For Emma, the role represents not only an escape from the tabloid hell that surrounds her, but also a chance to break away from the action-movie-star typecasting now limiting her career.  First, however, she must overcome Dr. Butler's preconceptions and obvious prejudices.  He's prepared to dislike her from the start, and only gradually is Emma able to prove that there's more to her personality and persona than publicity would suggest.   

There is much to like about The Wedding Dress.  The author has a smooth and fluid style of writing that sweeps the reader along and keeps the story moving.  Emma and Jared are introduced quickly, and Cates is smart about parceling out little tidbits of their backstories so that the reader is intrigued and always wanting just a little bit more.  There's an air of mystery that surrounds both, as the reader realizes instinctively that there's more to each than the other would suspect.  The sexual tension between the characters is believable from the beginning, and their gradual thawing toward one another is timed well.  By the story's end, I was willing to believe that Emma and Jared had found happiness with one another and would be able to continue to work through whatever obstacles came their way.  
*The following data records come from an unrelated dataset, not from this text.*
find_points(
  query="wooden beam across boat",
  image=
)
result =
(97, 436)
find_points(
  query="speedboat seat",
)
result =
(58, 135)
Nevertheless, I did have a few quibbles which ultimately impacted my opinion of the story as a whole.  Primarily, I felt the book was too long, particularly in the middle.  At about the halfway point - during the whole "getting to know you section" - I started to become restless and a bit bored as I waited for something to happen.  Thankfully, just as I was beginning to become very antsy with the lack of forward momentum, the story took off again and redeemed itself.   Another item that pulled me from the story is the author's dependence on that most typical of romance novel cliches:  the secret, painful past.  There's a scene about three-fourths in during which the heroine reveals her secret, then the hero reveals his, then another character reveals his.  It was all a bit too much melodrama and horror and dysfunction for me, as each character seemed to be able to outdo the others with his or her sad tale of woe.   

Still...neither of these issues was significant enough to completely erode my satisfaction with the story.  The Wedding Dress is the third book in a series about the McDaniel family, following

Picket Fence and The Gazebo, which I've not read.  The Wedding Dress contains numerous references to persons and events introduced in the first two books, and while these did become a bit cumbersome and overwhelming at times, I was pleased enough with The Wedding Dress to be curious about the first two books and the fourth novel, yet to come.  Beyond that, this was my first romance novel by Kimberly Cates, and the sweetness and romance of the story and likeability of the characters ensures that it won't be my last.